MONA LISA’S GHOST

Mona Lisa. The name alone brings images to mind of the iconic painting. This second story in the fantasy/sci-fi Lucy Nightingale Adventure Series capitalizes on the aura surrounding the artistic masterpiece. Book one, The Crystal Navigator,  (2014) also has a focus on art.

I jumped right in and read MONA LISA’S GHOST as my introduction to the series. There were pieces of the first story that I caught on to quickly and had no problem immersing myself in this newest adventure. The plot is perfect for lovers of science, time travel, and art history. Others who take a chance will become a fan after finishing the tale.

Lucy makes a strong female character while Sam, her partner stays behind and gives her encouragement through his superphone invention. It was nice to see the bulk of the plot falling mostly on Lucy. She has to deal with many action packed and tension filled situations as this sample shows:

Sweat stung her eyes and trickled down her back. Her hands grasped the sides of the ladder so tightly that they lost feeling. Something rattled, chunks of concrete crumbled, the screws holding the upper part of the ladder popped out and splashed into the water. Unsecured, the upper part of the ladder pulled out of the wall and snapped back, dangling Lucy over whatever sightless, evil thing swished in the water below.

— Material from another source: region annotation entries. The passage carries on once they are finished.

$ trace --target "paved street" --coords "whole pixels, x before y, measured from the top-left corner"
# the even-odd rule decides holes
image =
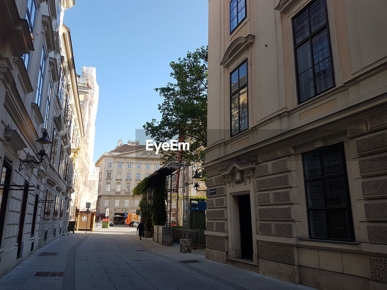
[[[140,241],[135,233],[134,228],[115,226],[62,237],[0,279],[0,289],[314,289],[206,259],[204,250],[182,254],[178,244],[166,247],[151,239]],[[199,263],[181,261],[189,260]],[[37,276],[37,272],[65,273]]]

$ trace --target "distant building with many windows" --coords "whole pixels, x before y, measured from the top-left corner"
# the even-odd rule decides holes
[[[122,144],[120,140],[115,149],[105,152],[96,162],[100,168],[96,209],[99,220],[105,217],[106,208],[112,220],[114,215],[123,217],[125,210],[129,213],[139,209],[141,197],[134,196],[133,189],[160,167],[160,154],[145,149],[138,141]],[[123,220],[114,218],[115,221]]]
[[[209,0],[207,258],[386,288],[386,11]]]
[[[84,136],[70,30],[63,23],[75,4],[0,1],[0,276],[67,235],[74,159]],[[42,146],[37,141],[46,133],[51,144]]]

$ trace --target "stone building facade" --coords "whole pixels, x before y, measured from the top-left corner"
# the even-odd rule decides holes
[[[67,235],[77,153],[72,136],[84,134],[69,30],[62,23],[74,4],[0,2],[0,276]],[[51,143],[42,147],[36,140],[45,132]],[[43,149],[40,166],[30,162],[37,163]]]
[[[386,10],[209,0],[208,258],[387,288]]]
[[[115,149],[99,157],[96,166],[99,167],[96,211],[100,220],[106,208],[112,220],[116,215],[123,216],[125,210],[129,213],[140,209],[141,197],[133,196],[133,189],[160,168],[160,154],[146,151],[138,141],[123,144],[120,140]]]

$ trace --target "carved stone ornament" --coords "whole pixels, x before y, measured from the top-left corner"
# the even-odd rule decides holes
[[[156,154],[153,152],[150,151],[145,151],[141,154],[141,156],[146,155],[147,156],[150,156],[151,155],[156,156]]]
[[[243,171],[238,168],[234,169],[234,182],[235,183],[241,183],[243,182]]]

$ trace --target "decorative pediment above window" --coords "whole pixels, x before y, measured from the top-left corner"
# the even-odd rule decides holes
[[[5,140],[3,143],[5,146],[10,146],[17,150],[27,148],[27,144],[16,130],[6,129],[4,136]]]
[[[53,81],[57,82],[59,80],[59,70],[58,68],[57,59],[50,56],[48,58],[48,62],[50,63],[50,70],[51,72]]]
[[[222,60],[221,65],[223,67],[228,67],[230,63],[241,52],[249,48],[254,42],[255,36],[249,34],[246,37],[238,37],[232,43],[226,51]]]
[[[47,45],[47,52],[50,53],[53,50],[56,50],[57,48],[55,45],[56,38],[54,35],[54,29],[52,26],[52,20],[50,16],[43,15],[42,16],[42,22],[43,31],[46,37],[46,43]]]
[[[286,13],[293,6],[294,2],[298,0],[280,0],[279,3],[274,9],[281,13]]]
[[[54,123],[55,124],[58,131],[62,131],[63,129],[63,118],[62,114],[60,113],[58,116],[54,117]]]
[[[246,184],[252,182],[257,162],[248,161],[242,163],[231,160],[225,168],[219,171],[224,177],[227,185],[233,187],[235,184]]]

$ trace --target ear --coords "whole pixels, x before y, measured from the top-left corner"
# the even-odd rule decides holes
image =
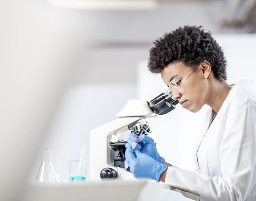
[[[205,78],[208,78],[211,72],[211,64],[207,60],[204,60],[200,64],[201,66],[200,70]]]

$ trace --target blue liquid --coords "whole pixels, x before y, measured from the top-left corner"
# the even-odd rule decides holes
[[[85,181],[85,176],[69,176],[69,181]]]

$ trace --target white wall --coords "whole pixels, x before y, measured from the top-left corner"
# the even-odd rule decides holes
[[[65,91],[41,145],[53,149],[53,165],[61,182],[69,181],[69,162],[79,158],[82,146],[86,146],[84,159],[89,161],[90,130],[114,120],[124,103],[136,97],[135,86],[124,84],[80,86]],[[40,161],[38,153],[30,181],[35,181]],[[87,177],[89,167],[88,163]]]

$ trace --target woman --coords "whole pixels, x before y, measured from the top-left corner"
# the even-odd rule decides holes
[[[148,67],[161,73],[169,96],[193,113],[205,104],[211,109],[195,151],[197,172],[165,161],[147,136],[133,150],[131,133],[126,157],[131,172],[195,200],[256,201],[256,94],[249,82],[227,83],[223,52],[201,27],[179,28],[154,44]]]

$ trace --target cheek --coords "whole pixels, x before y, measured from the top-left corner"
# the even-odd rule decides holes
[[[203,84],[199,82],[196,80],[191,83],[189,92],[191,105],[188,109],[193,113],[198,112],[204,105],[205,89]]]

The twenty-two chapters fly by and would be perfect for a read-aloud in the classroom or at home. There’s mystery and excitement along with imparting some interest in art history. Many extensions for further study of this painting will come about for readers. The science, both real an imagined, is never watered down, but always thought provoking. There are even doses of humor thanks to the many dialog exchanges among the characters.

I’m sure Leonardo would also give this one a thumbs-up.

THE OFFICIAL WORD ON THE PLOT: Lucy Nightingale and her genius friend, Sam Winter have formed SLARP, (Sam and Lucy’s Anomalies Research Project,) to investigate odd happenings in the universe. They find their first case while watching a class video about the newly-scanned Mona Lisa. The experiment to measure the paint layers with a Spectrographic Scanner has had terrible consequences. Lucy and Sam are horrified by what they see. The painting seems to be exploding before their eyes. Purple clouds swirl through the once-sunny landscape, Lisa is crying, and letters float in her right eyeball.  If that weren’t reason enough to investigate, one of their classmates, shy Melissa Blackwood, claims to be the reincarnation of Lisa Gherardini, the real Mona Lisa. She tells Lucy that she has come back to get the portrait her husband paid for, but which Leonardo never delivered to her. Then, the painting vanishes without a trace.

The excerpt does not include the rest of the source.